Parenthetically, Jews are sometimes wise to take threats seriously, and promises lightly.

 

Hitler said what he was going to do, and the rest of German policy as it evolved from 1933 onward was to pursue the two goals, the racial policy: to establish the supremacy of the master race, and the expansionist policy, to give Germany, lebensraum--living space for Germany to be able to breathe, prosper and expand.

 

Anti Jewish policies happened in a series of waves. Hitler came to power on January 30, 1933 The first attack was on Germany's political institutions, the burning of the Reichstag and then the enabling legislation that suspended parliamentary rule and gave Hitler dictatorial powers. On March 22nd the first concentration camp was established in Dachau, and on April 1, 1933, the first attack against Jews. – the boycott.

The first attack against Jews was economic. It is the boycott of Jewish businesses followed seven days later by the expulsion of Jews from the civil service, which included teachers in high schools, professors in the universities, doctors and nurses who worked in hospitals, lawyers and judges as well as ordinary civil servants.

 

And on May 10, on Hitler's 100th day in office, books were burned that were Un- Germanic, primarily Jewish, but not only Jewish. Freud and Einstein but also Jack London and Helene Keller. A century earlier the great German writer of Jewish origin, Heinrich Heine had said, ”People who burn books ultimately burn people.”

 

The distance between book burning and people burning was eight short years.

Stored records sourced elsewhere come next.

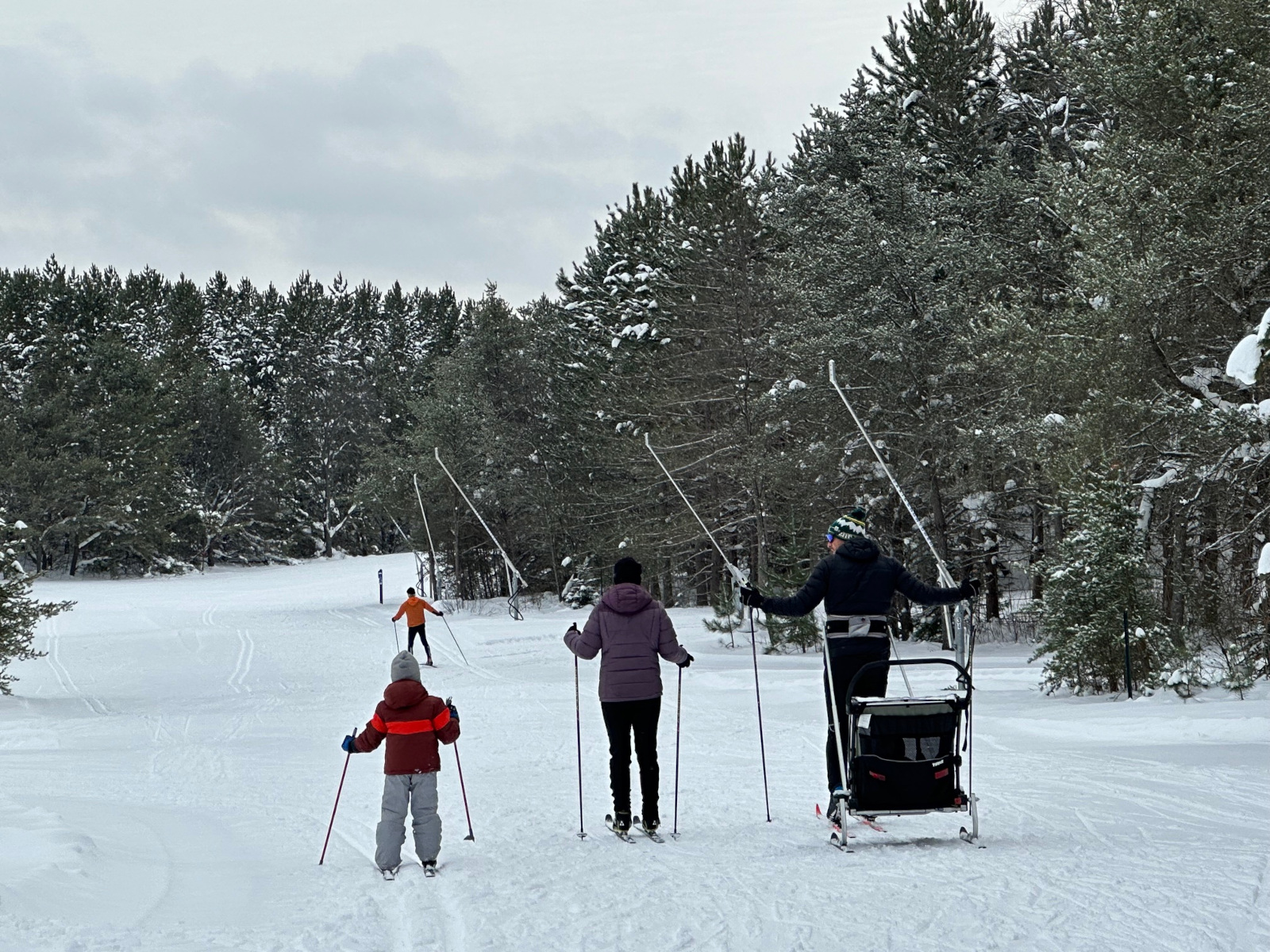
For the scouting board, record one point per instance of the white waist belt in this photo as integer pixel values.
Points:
(857, 626)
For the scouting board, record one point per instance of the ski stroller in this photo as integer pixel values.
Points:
(905, 754)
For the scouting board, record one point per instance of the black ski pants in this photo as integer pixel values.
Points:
(423, 636)
(622, 719)
(848, 655)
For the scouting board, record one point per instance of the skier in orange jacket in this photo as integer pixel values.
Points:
(413, 609)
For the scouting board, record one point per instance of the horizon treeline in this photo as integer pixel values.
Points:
(1029, 251)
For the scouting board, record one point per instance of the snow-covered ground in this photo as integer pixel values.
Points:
(169, 768)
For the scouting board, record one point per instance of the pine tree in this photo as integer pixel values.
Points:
(1099, 573)
(19, 612)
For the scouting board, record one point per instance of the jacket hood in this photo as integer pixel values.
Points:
(859, 549)
(404, 693)
(626, 598)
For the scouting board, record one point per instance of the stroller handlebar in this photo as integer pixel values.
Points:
(895, 663)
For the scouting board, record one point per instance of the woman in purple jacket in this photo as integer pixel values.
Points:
(632, 630)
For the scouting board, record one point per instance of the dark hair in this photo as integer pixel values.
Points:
(628, 570)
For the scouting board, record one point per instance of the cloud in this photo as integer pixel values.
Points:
(380, 173)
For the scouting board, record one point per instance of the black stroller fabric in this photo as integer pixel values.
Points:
(907, 762)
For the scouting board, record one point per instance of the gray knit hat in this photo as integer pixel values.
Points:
(406, 668)
(854, 524)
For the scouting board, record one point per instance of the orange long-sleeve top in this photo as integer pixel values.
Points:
(413, 609)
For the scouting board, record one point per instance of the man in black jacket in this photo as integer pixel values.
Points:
(856, 583)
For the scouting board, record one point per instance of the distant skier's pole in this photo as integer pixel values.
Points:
(945, 575)
(510, 565)
(455, 640)
(577, 710)
(432, 551)
(341, 790)
(762, 749)
(740, 579)
(679, 720)
(1128, 670)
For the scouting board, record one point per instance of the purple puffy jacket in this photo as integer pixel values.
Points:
(632, 630)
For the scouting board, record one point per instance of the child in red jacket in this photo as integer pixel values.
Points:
(413, 721)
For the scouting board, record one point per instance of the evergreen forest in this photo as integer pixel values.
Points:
(1030, 251)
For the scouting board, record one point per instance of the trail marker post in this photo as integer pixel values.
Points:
(1128, 668)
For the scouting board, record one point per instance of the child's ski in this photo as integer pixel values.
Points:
(652, 835)
(622, 835)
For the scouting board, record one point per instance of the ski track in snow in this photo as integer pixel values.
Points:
(192, 816)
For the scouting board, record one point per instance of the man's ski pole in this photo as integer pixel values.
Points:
(740, 579)
(577, 708)
(514, 584)
(762, 749)
(679, 719)
(455, 640)
(341, 790)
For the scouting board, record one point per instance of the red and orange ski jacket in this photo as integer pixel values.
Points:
(413, 609)
(413, 721)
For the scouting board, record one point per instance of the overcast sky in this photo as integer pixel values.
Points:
(461, 141)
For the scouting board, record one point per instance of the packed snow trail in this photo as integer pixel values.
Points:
(169, 771)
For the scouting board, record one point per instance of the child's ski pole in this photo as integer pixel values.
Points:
(464, 789)
(341, 790)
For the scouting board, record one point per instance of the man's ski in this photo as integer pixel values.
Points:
(620, 835)
(837, 835)
(652, 835)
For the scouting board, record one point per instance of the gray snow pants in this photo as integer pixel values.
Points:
(419, 793)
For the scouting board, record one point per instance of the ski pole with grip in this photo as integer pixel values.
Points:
(463, 789)
(741, 581)
(338, 791)
(679, 720)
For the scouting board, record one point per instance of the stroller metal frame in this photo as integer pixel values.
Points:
(956, 702)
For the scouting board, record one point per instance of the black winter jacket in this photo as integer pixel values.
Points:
(859, 579)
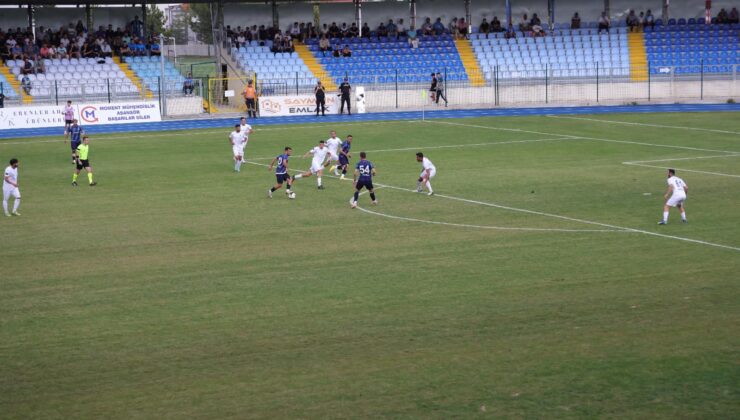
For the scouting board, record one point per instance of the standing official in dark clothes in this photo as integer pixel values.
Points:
(320, 93)
(344, 92)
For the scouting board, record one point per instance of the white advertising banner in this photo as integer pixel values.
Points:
(280, 106)
(86, 114)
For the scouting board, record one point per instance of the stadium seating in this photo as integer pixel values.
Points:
(7, 88)
(75, 78)
(149, 70)
(377, 60)
(565, 53)
(269, 66)
(684, 48)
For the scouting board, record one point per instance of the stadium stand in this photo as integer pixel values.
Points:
(689, 44)
(375, 60)
(73, 77)
(568, 53)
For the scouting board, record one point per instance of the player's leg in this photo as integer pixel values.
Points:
(17, 194)
(6, 196)
(90, 181)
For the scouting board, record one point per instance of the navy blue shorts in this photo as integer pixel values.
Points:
(364, 183)
(282, 178)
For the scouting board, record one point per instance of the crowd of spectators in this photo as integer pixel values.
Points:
(74, 41)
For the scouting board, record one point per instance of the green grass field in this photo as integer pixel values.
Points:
(177, 289)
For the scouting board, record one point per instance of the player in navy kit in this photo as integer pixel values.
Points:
(281, 172)
(344, 156)
(75, 132)
(364, 173)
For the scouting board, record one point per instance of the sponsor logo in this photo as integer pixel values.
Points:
(89, 114)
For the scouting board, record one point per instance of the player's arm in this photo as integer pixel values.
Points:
(7, 179)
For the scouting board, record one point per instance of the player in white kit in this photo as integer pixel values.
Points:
(320, 154)
(247, 130)
(236, 138)
(428, 170)
(333, 144)
(675, 197)
(10, 188)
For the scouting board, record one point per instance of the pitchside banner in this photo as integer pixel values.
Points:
(279, 106)
(86, 114)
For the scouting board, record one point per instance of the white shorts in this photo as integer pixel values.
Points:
(238, 150)
(431, 173)
(11, 192)
(316, 167)
(675, 200)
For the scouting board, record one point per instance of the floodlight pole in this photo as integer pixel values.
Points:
(162, 90)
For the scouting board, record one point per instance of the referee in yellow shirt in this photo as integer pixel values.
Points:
(83, 161)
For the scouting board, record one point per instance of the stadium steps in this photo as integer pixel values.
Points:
(126, 69)
(470, 61)
(638, 56)
(316, 68)
(15, 84)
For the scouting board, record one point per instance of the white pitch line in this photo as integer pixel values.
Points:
(108, 136)
(449, 146)
(588, 138)
(682, 169)
(675, 159)
(711, 130)
(557, 216)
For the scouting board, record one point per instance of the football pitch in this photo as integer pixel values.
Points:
(534, 283)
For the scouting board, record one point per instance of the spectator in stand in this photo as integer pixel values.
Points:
(26, 84)
(324, 45)
(27, 66)
(604, 22)
(632, 22)
(426, 28)
(649, 19)
(401, 28)
(575, 21)
(462, 28)
(525, 25)
(413, 38)
(496, 25)
(484, 27)
(354, 31)
(722, 17)
(392, 29)
(106, 50)
(734, 17)
(510, 33)
(382, 31)
(188, 85)
(154, 49)
(136, 27)
(453, 29)
(334, 30)
(438, 28)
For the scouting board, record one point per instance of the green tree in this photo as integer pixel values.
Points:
(200, 21)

But an awful lot of policies.

 

At that point anti-Jewish policy froze for a while. And the “new normal” came into being. The “new normal” was that you lived in insecurity not knowing if things were going to get worse or get better or would be stabilized.The new normal was a life of enormous insecurity,

 

There is a bitter ironic joke about Jewish reactions to Nazi Germany: “The pessimists left, the optimists died. “

 

If you believed the situation was terrible and was only going to get worse, you took the type of steps you had to take to leave, and if you believed t situation couldn't get much worse and would be stabilized, and you could endure this, then you stayed; ultimately you didn't leave and died. Ironically, the opposite was true of rescue: “The pessimists said nothing could be done, and nothing was done, The optimists said we have to do something – anything -- and they were regarded as mad.

 

Until the outbreak of war, German policy was designed to force the Jews to emigrate: if German national policy and the behavior of ordinary makes life difficult for the Jews, they will leave. If you want to understand immigration, you can grasp its essence in two word: Push—Pull.

 

You push – force -- people out of where they are or you pull them, you attract them, to somewhere else. In my own country I often say that if you want to solve the immigration problem in the United States in one minute all you have to do is raise Mexico's standard of living to be above that in the United States. or depress the economic picture in the United States below the standards of Mexico, and no one will feel the opportunity, the pull to the United States.

The idea in Germany was that if we make it impossible for Jews to live as Jews, they will leave, And 30,000 Jews left in the first months that Hitler came to power. Sadly some returned after a time and some just did not go far enough. They came again under German domination when the Wehrmacht invaded Western Europe in 1940.

 

Let me illustrate these circumstances with a story about Rudy Boschowitz who was the Senator from Minnesota. He said, "My father was the smartest man in the world.” I don’t normally disagree with a Senator, but I said, most of us believe that when we are children and then we outgrow this belief at about 12 years of age.

 

He responded, “Let me prove it.” What did my father say? He said that “if that bastard Hitler ever comes to power, I'm leaving. Hitler came to power on January 30, 1933, and my family left Germany within days. We were able to ship out all of our possessions, He was able to sell our home, sell his business, and take all of our cash out with no restrictions on economic transactions.”

 

“Now tell me my father wasn't very smart!”

 

In 1935 they defined Jews biologically based on the religion of their grandparents. This created the bizarre situation: Roman Catholic priests and nuns, Protestant Ministers and theologians were all defined by the state as Jews. They also created a peculiar anomaly by which that church was fighting the state but primarily over those people of Jewish origin whom they regarded as Christian because they been Baptized but Churches did not raise the larger issue about the general policy of discrimination and antisemitism

 

Anti-Jewish policy stopped for a time in 1936 when the Olympics came to town. Graffiti was removed, segregated benches were covered and the Nazis were instructed to be on good behavior. And some of you remember the great story of the Olympics and Jesse Owens winning four Gold Medals, But you don't know the story Marty Glickman and Sam Stoller.

 

Marty Glickman was an 18 year old Jewish runner from New York University and Sam Stoller was 19 year old boy who was also a runner. And they were set to run for the United States in the 400 meter relay. And Avery Brundage benched them because it was less of an affront to Hitler to have a black win the Gold Medal than two Jewish boys being two of the four Americans who won. And the man who benched him was Avery Brundage, who after the Israeli athletes were murdered in Munich in 1972 then as President of the International Olympic Committee said, 'The games must go on."

 

Let's talk for a moment about the synagogue.

 

But before we do, I want to establish a principle often overlooked in Holocaust history. Just because Jews were powerless, it did not mean they were passive.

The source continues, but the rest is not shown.